The Person and Contribution

Written by Shmuel Zamir in Memoriam for Michael B. Maschler (Discussion Paper #493, November 2008).

Professor Michael B. Maschler, a prominent and distinguished member of the game theory community, a leader and architect of the theory of games as it is known today, passed away on July 20, 2008, at the age of 81. His prolific scientific activity extended over 56 years, from the first paper he published at the age of 25 to the last two books he coauthored, published in the months after his death.

Born in Jerusalem on July 22, 1927, he got his Ph.D. from the Department of Mathematics at the Hebrew University in 1956; upon submission of his thesis on the theory of functions of complex variables, he joined the department as an instructor. His meeting with Robert J. Aumann, a newly recruited young lecturer in the department, was a turning point in his career as he was “converted” to game theory and became one of the small group of people who developed and shaped game theory in the early Sixties. This was the beginning of the remarkable Aumann–Maschler collaboration, which extended over many decades and had a great impact on the foundations of game theory. Both men were research associates in the Econometric Research Program at Princeton University in the years 1961–1963, where much of the “action” in game theory took place. A few years later, in 1967–1968, both were members of a group of specialists who advised the U.S. Arms Control and Disarmament Agency (ACDA) in Washington, D.C., to which the theory of games with incomplete information owes its origin.
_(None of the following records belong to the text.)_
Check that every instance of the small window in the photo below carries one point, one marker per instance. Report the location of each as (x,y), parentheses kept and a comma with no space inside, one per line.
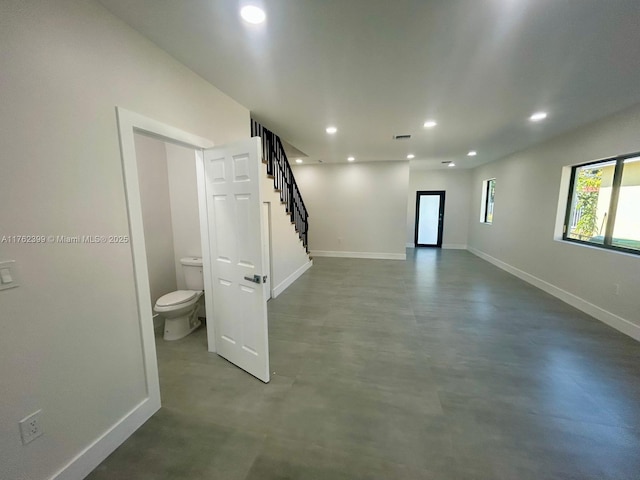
(604,204)
(488,196)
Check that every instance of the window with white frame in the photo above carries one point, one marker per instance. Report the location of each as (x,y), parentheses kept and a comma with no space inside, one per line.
(603,208)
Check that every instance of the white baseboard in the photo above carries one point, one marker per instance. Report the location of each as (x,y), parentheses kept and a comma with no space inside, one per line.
(290,279)
(371,255)
(93,455)
(621,324)
(454,246)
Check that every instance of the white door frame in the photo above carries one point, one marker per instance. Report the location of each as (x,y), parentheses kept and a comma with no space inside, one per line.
(130,123)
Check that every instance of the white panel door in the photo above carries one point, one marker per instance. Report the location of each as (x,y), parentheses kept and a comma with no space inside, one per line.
(234,211)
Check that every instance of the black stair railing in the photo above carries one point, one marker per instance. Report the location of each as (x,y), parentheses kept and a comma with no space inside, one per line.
(278,168)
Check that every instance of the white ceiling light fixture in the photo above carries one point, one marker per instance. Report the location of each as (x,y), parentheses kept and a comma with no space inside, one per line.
(538,116)
(252,14)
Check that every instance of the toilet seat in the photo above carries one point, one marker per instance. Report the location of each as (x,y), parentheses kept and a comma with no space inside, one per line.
(176,298)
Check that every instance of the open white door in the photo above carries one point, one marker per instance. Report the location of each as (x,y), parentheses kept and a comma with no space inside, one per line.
(234,211)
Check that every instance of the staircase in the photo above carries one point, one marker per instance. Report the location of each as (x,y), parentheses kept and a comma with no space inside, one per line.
(278,168)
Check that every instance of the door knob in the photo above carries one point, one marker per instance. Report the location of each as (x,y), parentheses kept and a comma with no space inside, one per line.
(254,279)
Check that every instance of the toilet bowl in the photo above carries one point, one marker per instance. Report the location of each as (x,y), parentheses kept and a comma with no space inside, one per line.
(180,312)
(180,308)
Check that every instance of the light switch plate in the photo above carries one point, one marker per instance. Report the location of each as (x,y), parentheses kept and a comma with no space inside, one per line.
(11,266)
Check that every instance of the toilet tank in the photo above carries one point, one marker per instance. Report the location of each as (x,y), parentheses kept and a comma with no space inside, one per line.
(192,271)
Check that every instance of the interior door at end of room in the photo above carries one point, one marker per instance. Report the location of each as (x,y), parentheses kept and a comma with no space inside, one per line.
(235,224)
(429,218)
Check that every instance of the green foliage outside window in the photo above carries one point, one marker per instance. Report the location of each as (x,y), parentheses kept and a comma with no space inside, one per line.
(588,189)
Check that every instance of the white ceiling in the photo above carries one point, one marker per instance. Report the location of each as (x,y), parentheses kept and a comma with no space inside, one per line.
(376,68)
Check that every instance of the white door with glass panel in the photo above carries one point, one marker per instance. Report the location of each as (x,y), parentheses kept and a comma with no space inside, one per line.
(429,218)
(234,212)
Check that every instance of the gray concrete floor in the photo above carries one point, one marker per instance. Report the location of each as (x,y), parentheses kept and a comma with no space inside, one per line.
(441,367)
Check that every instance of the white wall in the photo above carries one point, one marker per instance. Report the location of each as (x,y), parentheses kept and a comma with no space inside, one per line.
(153,179)
(456,183)
(289,258)
(70,341)
(356,209)
(183,194)
(521,238)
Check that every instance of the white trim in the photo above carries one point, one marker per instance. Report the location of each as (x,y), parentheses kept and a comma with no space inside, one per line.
(290,279)
(93,455)
(621,324)
(372,255)
(206,249)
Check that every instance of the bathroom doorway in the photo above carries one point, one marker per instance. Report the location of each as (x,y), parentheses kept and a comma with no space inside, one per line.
(169,201)
(222,172)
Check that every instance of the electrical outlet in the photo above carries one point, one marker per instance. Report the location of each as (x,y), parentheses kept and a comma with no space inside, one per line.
(30,428)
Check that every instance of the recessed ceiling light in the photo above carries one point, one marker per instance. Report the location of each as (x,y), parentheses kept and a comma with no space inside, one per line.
(253,14)
(536,117)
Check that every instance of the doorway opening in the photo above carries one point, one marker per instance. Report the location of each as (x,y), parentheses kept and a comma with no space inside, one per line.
(429,218)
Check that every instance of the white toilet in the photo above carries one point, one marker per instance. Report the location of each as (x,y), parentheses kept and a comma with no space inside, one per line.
(180,308)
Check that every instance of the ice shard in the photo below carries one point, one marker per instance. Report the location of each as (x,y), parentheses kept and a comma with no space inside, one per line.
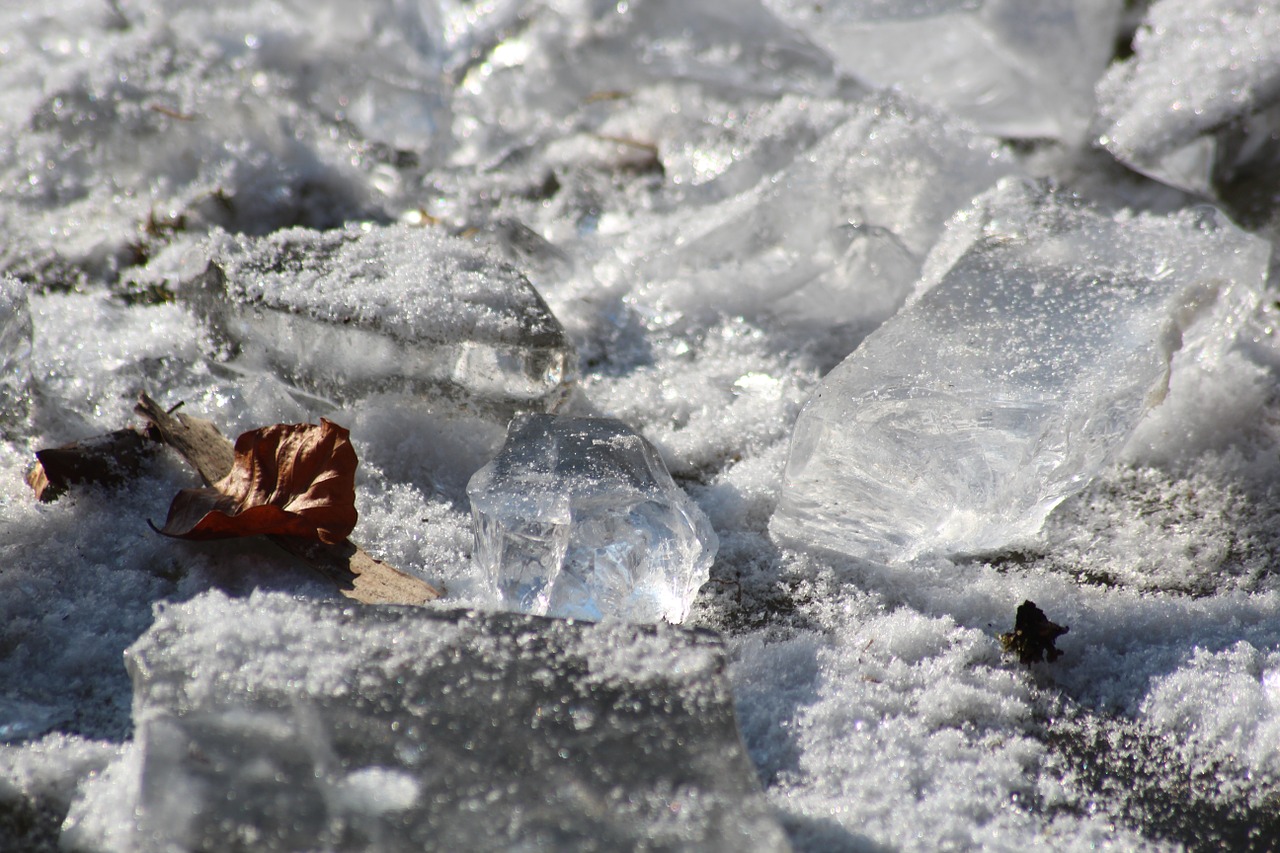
(348,313)
(1009,71)
(836,238)
(579,518)
(14,352)
(1043,332)
(1201,92)
(272,724)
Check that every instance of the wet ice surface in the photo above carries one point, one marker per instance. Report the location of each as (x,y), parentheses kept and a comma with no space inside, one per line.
(675,181)
(1005,69)
(346,314)
(1201,95)
(361,729)
(579,518)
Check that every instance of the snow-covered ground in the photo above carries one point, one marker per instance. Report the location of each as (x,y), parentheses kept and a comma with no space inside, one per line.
(717,201)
Michael Maschler’s greatest impact is on cooperative game theory. He originated the bargaining set for cooperative games (in collaboration with R. J. Aumann) and then its conceptual derivative, the kernel (in collaboration with M. Davis and B. Peleg), which in turn inspired D. Schmeidler to introduce the next conceptual derivative, the nucleolus. The extensive studies of these concepts and their wide variety of applications constitute one of the three major approaches to cooperative game theory, the others being the core and the Shapley value. Maschler’s numerous studies, in collaboration with B. Peleg, G. Owen, L. Shapley, M. Potters, S. H. Tijs, and others, explore the relationships between all these concepts as well as the Nash bargaining solution. His work on the Nash bargaining problem led Maschler to introduce, in collaboration with M. Perles, the subtle and original superadditive solution, which was further investigated by several authors. In studying the cooperative game solution concepts, Maschler developed the notions of consistency and reduced game due to Sobolev, and studied their role, relevance, and applications to various solution concepts (see, e.g., his work with G. Owen on the consistent Shapley value and his work with J. A. M. Potters and S. H. Tijs on the general nucleolus). A beautiful piece of work making original use of cooperative game theory—and, specifically, the notion of consistency—is Maschler’s joint work with R. J. Aumann on a bankruptcy problem from the Talmud, in which they relate an ancient problem and its ancient solution to a modern game-theoretic solution concept, namely, the nucleolus. Another contribution of Maschler was in applying cooperative game theory to network games, which he did in collaboration with D. Granot, A. van den Nouweland, S. H. Tijs, and H. Reijnierse. Still within his contributions to cooperative game theory and its applications, Maschler recently got interested in the dynamics of voting systems, a line of research that he developed in collaboration with S. Barberà, D. Granot, and J. Shalev.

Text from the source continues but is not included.